Усматривалась в «Лапе» и сложно зашифрованная современность. Согласно Л. Ф. Кацису, «Лапа» рассказывает о самоубийстве одного из самых ярких представителей авангарда: Владимира Маяковского, что закодировано четырьмя интертекстуальными способами (не считая параллелей с «Кругом возможно Бог», по Кацису, – на туже тему): Маяковским ореолом слов храм, памятник, мрамор; перекличками с санитарными плакатами Маяковского, развивающими тему пищи и заболевания пищевода; аллюзиями на произведения Маяковского; и использованием одного из сюжетных ходов «Клопа» (1928–1929) – засыпанием на полвека и пробуждением в коммунистическом раю. Соответственно Земляк понимается как ‘тот, кто под землей’, название же хармсовского произведения – как отсылающее к «Облаку в штанах» (1914–1915), в особенности же к его знаменитым строкам Вселенная спит, / положив на лапу / с клещами звезд огромное ухо [МПСС, 1: 96], а также к Лапе – хулигану из фильма «Барышня и хулиган», сыгранного Маяковским[456].
Была атрибутирована в «Лапе» и древневосточная архаика – прежде всего, Древний Египет. Как неоднократно отмечалось, с ним коррелируют: два Невских проспекта, подобные двум Нилам, текущим в этом и потустороннем мире; Аменхотеп; ибис – священная птица, символ Тота[457]; и младенец, появляющийся в финале, – предположительно, Моисей[458], родившийся в Египте.
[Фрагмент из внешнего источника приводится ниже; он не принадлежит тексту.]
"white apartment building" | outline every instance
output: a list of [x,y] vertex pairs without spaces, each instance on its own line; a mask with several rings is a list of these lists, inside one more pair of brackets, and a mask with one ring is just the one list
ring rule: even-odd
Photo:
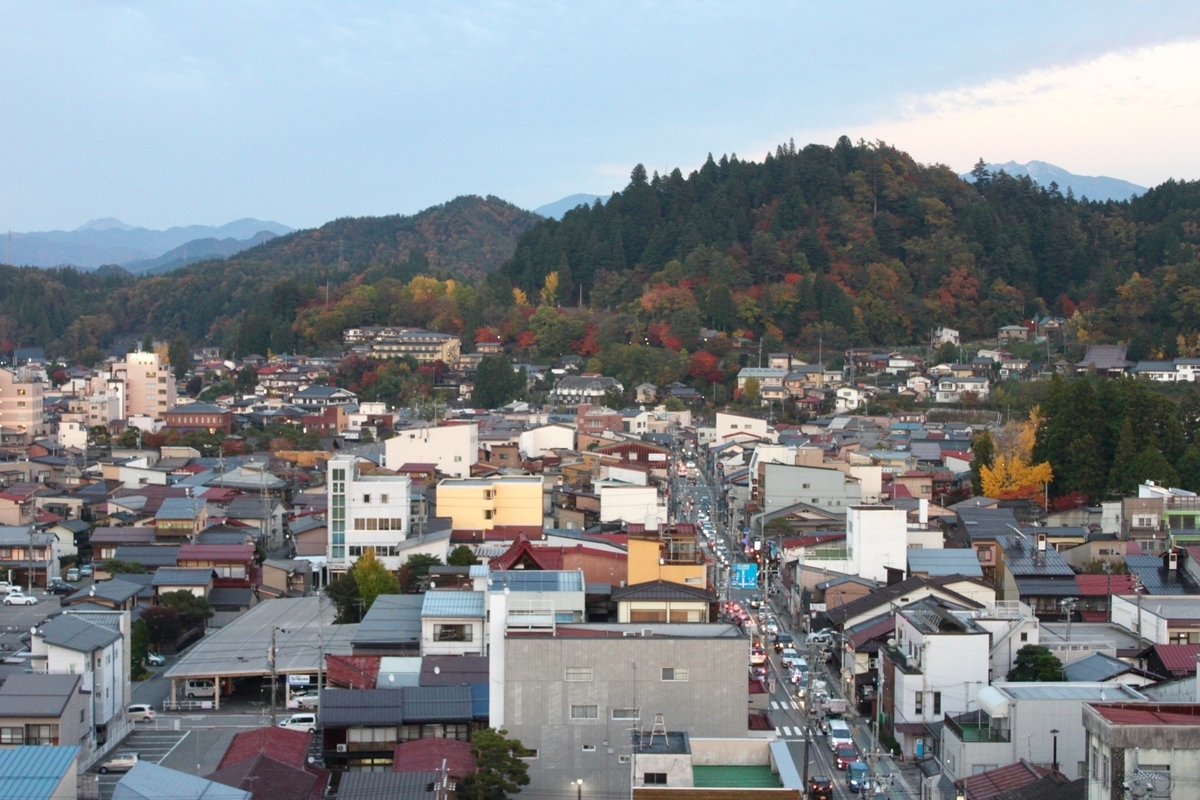
[[40,370],[0,368],[0,442],[29,444],[46,435]]
[[404,464],[435,464],[451,478],[471,477],[479,461],[479,425],[474,422],[409,428],[396,432],[384,445],[389,469]]
[[401,543],[408,536],[412,482],[401,475],[365,475],[355,456],[336,456],[327,467],[329,545],[332,575],[345,573],[368,548],[389,570],[404,559]]
[[718,411],[716,432],[710,447],[737,441],[738,436],[744,436],[746,439],[775,441],[774,436],[768,435],[765,419],[743,417],[740,414],[724,414]]

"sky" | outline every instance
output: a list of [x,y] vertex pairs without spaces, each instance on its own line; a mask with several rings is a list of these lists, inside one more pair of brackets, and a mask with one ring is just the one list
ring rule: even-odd
[[0,0],[0,230],[535,208],[883,140],[1200,178],[1194,2]]

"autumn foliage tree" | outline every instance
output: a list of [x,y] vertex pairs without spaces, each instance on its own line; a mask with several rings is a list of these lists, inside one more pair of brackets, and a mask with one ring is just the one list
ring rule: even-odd
[[987,497],[1001,500],[1025,499],[1041,501],[1046,486],[1054,480],[1048,461],[1033,461],[1033,447],[1042,418],[1037,406],[1029,419],[1002,430],[998,452],[991,466],[980,468],[980,482]]

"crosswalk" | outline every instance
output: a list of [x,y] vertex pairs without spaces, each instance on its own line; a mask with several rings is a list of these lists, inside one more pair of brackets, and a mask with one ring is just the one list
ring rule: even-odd
[[787,703],[781,703],[778,700],[771,701],[771,710],[772,711],[782,711],[785,708],[790,708],[795,711],[800,711],[802,709],[802,706],[796,700],[789,700]]
[[798,725],[794,731],[790,725],[779,725],[775,728],[775,735],[782,736],[785,739],[803,739],[804,731]]

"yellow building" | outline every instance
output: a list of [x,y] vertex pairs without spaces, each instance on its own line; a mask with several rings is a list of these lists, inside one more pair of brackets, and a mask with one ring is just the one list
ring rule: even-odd
[[695,533],[666,531],[629,535],[629,585],[652,581],[707,588],[708,568]]
[[437,515],[453,520],[455,530],[490,531],[519,526],[542,527],[542,478],[447,478],[437,485]]

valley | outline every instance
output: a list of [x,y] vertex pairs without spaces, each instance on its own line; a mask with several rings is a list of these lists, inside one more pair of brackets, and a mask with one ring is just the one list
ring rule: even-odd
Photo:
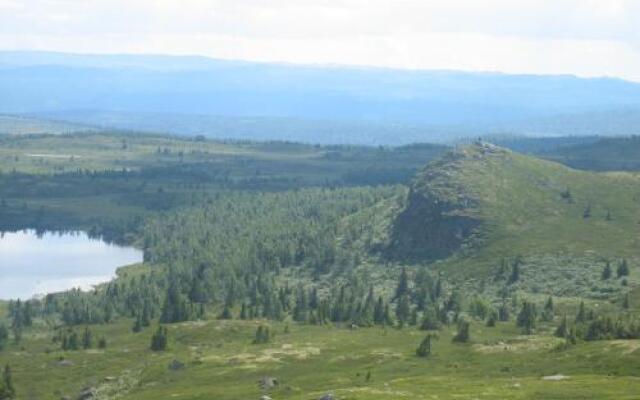
[[83,230],[144,254],[93,290],[0,303],[0,364],[20,396],[633,399],[640,387],[634,171],[483,141],[0,143],[4,231]]

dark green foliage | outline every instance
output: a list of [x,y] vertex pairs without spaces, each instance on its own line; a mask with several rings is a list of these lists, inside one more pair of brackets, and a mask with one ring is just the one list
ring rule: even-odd
[[488,328],[493,328],[496,326],[496,323],[498,322],[498,312],[496,310],[491,310],[489,312],[489,318],[487,318],[487,327]]
[[224,308],[222,309],[222,313],[220,313],[220,316],[218,316],[218,319],[233,319],[231,308],[228,305],[224,306]]
[[622,299],[622,308],[625,310],[628,310],[630,307],[630,302],[629,302],[629,293],[624,295],[624,298]]
[[400,277],[398,278],[398,286],[396,287],[393,300],[407,295],[409,295],[409,274],[407,273],[407,269],[403,267],[400,272]]
[[589,319],[589,313],[584,305],[584,301],[580,302],[578,306],[578,313],[576,314],[576,323],[586,322]]
[[440,329],[440,321],[438,319],[437,306],[429,307],[424,311],[420,329],[423,331],[432,331]]
[[411,306],[409,303],[409,297],[407,295],[402,295],[398,299],[398,305],[396,306],[396,318],[398,319],[398,323],[402,326],[409,321],[409,317],[411,314]]
[[513,284],[520,280],[520,258],[516,258],[511,264],[511,275],[509,276],[509,283]]
[[0,323],[0,351],[4,350],[7,342],[9,341],[9,330],[7,326]]
[[[171,285],[164,299],[160,322],[173,323],[188,321],[191,313],[187,306],[187,299],[180,291],[177,279],[170,276],[169,280],[171,281]],[[142,321],[140,321],[140,326],[142,326]]]
[[582,218],[591,218],[591,204],[587,204],[587,206],[585,207],[584,211],[582,212]]
[[602,270],[602,280],[607,280],[611,278],[611,263],[609,261],[606,262],[604,269]]
[[511,312],[509,311],[509,306],[506,302],[503,302],[498,308],[498,319],[502,322],[509,321],[511,317]]
[[560,325],[556,328],[554,335],[559,338],[566,338],[569,334],[569,324],[567,322],[567,316],[562,317]]
[[543,321],[553,321],[553,316],[555,315],[555,309],[553,305],[553,297],[549,296],[547,302],[544,304],[544,309],[542,310],[541,318]]
[[138,333],[142,331],[142,318],[140,318],[139,315],[136,317],[135,321],[133,322],[133,327],[131,328],[131,331],[133,333]]
[[422,339],[422,342],[420,342],[420,346],[418,346],[418,348],[416,349],[416,355],[418,357],[428,357],[431,355],[431,342],[432,340],[437,339],[438,336],[434,335],[434,334],[427,334],[427,336],[425,336],[424,339]]
[[537,318],[536,305],[532,302],[524,301],[516,319],[516,326],[522,328],[524,334],[531,335],[536,328]]
[[151,336],[151,350],[152,351],[164,351],[167,349],[169,342],[169,331],[166,327],[160,325],[156,332]]
[[106,349],[107,348],[107,339],[102,336],[100,338],[100,340],[98,340],[98,348],[99,349]]
[[84,332],[82,333],[82,348],[90,349],[93,347],[93,334],[89,327],[84,328]]
[[5,365],[2,371],[2,380],[0,381],[0,400],[14,399],[16,390],[13,386],[13,376],[11,375],[11,367]]
[[469,332],[471,328],[471,324],[464,318],[458,319],[458,331],[453,337],[453,341],[456,343],[466,343],[471,339],[471,334]]
[[253,339],[253,344],[265,344],[271,341],[271,333],[269,330],[269,326],[258,326],[256,329],[256,335]]
[[622,261],[618,264],[618,268],[616,269],[616,275],[618,278],[623,276],[629,276],[629,263],[626,258],[623,258]]
[[490,312],[491,305],[483,298],[475,297],[469,304],[469,313],[480,320],[487,318]]

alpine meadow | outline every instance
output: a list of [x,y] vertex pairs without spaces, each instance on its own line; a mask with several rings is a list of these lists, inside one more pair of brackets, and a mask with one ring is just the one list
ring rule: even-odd
[[258,3],[0,1],[0,400],[640,399],[640,8]]

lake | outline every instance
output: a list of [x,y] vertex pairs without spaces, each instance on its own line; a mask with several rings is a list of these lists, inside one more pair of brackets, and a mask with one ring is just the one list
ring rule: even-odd
[[109,281],[118,267],[142,261],[142,251],[92,239],[84,232],[0,236],[0,299],[81,288]]

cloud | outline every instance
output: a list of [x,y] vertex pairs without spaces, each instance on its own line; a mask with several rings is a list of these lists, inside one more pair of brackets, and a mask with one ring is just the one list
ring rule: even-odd
[[614,75],[635,0],[0,0],[0,48]]

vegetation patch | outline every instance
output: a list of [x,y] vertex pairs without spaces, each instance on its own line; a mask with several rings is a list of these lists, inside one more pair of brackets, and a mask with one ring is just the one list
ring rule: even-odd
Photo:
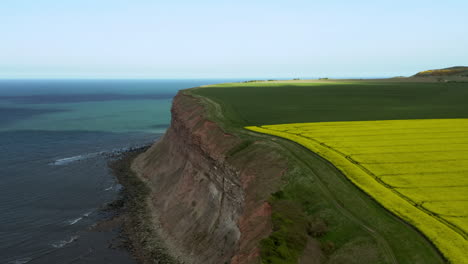
[[307,218],[282,191],[272,195],[271,205],[273,231],[260,243],[262,263],[297,263],[307,243]]
[[241,143],[239,143],[237,146],[233,147],[228,151],[226,154],[228,157],[235,156],[237,153],[241,152],[242,150],[248,148],[250,145],[252,145],[253,141],[252,140],[243,140]]
[[461,75],[465,76],[468,72],[468,67],[456,66],[446,69],[437,69],[437,70],[428,70],[418,72],[415,76],[417,77],[427,77],[427,76],[451,76],[451,75]]

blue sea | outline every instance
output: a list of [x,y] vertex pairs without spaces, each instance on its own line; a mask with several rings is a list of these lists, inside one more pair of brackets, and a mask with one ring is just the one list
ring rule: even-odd
[[135,263],[90,232],[120,185],[109,158],[150,144],[180,89],[235,80],[0,80],[0,263]]

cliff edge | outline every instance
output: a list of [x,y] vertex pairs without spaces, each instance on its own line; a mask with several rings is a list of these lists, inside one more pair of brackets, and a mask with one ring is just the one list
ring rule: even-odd
[[156,231],[178,262],[258,263],[286,161],[225,133],[201,100],[179,92],[170,128],[132,169],[151,187]]

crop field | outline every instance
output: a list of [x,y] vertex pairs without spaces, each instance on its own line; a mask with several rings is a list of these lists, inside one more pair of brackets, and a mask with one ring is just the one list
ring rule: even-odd
[[419,229],[451,263],[466,263],[468,119],[247,128],[292,140],[319,154],[377,202]]
[[196,90],[235,125],[468,118],[468,83],[232,83]]

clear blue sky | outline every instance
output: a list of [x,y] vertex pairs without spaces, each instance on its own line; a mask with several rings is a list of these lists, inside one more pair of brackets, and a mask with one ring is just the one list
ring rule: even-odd
[[466,0],[0,3],[0,78],[377,77],[467,64]]

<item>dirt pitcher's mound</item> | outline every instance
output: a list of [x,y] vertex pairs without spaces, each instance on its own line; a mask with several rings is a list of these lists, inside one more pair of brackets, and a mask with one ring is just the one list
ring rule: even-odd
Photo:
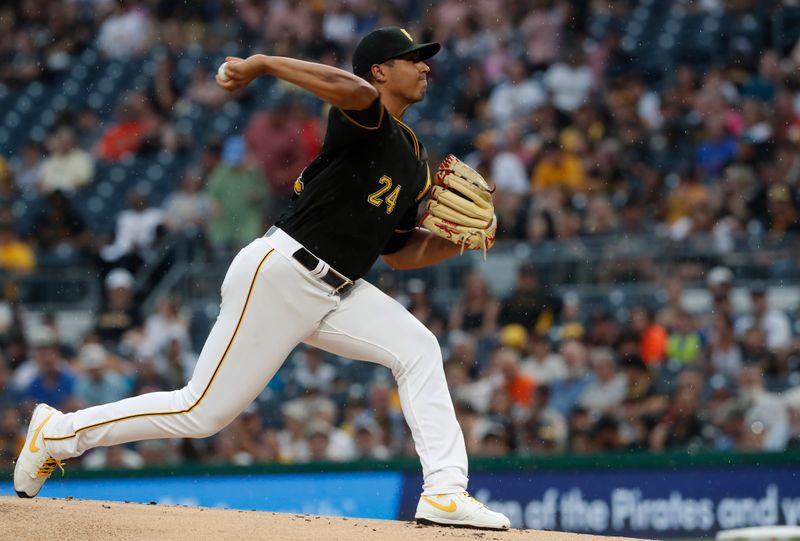
[[493,532],[420,526],[411,522],[290,515],[235,509],[177,507],[94,500],[0,498],[0,539],[15,541],[95,541],[204,539],[428,541],[472,539],[596,540],[596,537],[535,530]]

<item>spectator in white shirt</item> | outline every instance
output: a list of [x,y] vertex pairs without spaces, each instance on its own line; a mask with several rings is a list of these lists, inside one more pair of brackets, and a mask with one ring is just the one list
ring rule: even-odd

Дальше будет показано, что древневосточный пласт богаче, поскольку включает стоящие в подтексте, но оттого не менее значимые фигуры и сюжеты: библейского Даниила, сновидца и толкователя снов; полет героя в небо в комбинации с мотивом перелетных птиц, из «египетской» сказки Ганса Христиана Андерсена «Дочь болотного царя» (1858); Марию Египетскую из пьесы Михаила Кузмина «Прогулки Гуля» (1924) и др.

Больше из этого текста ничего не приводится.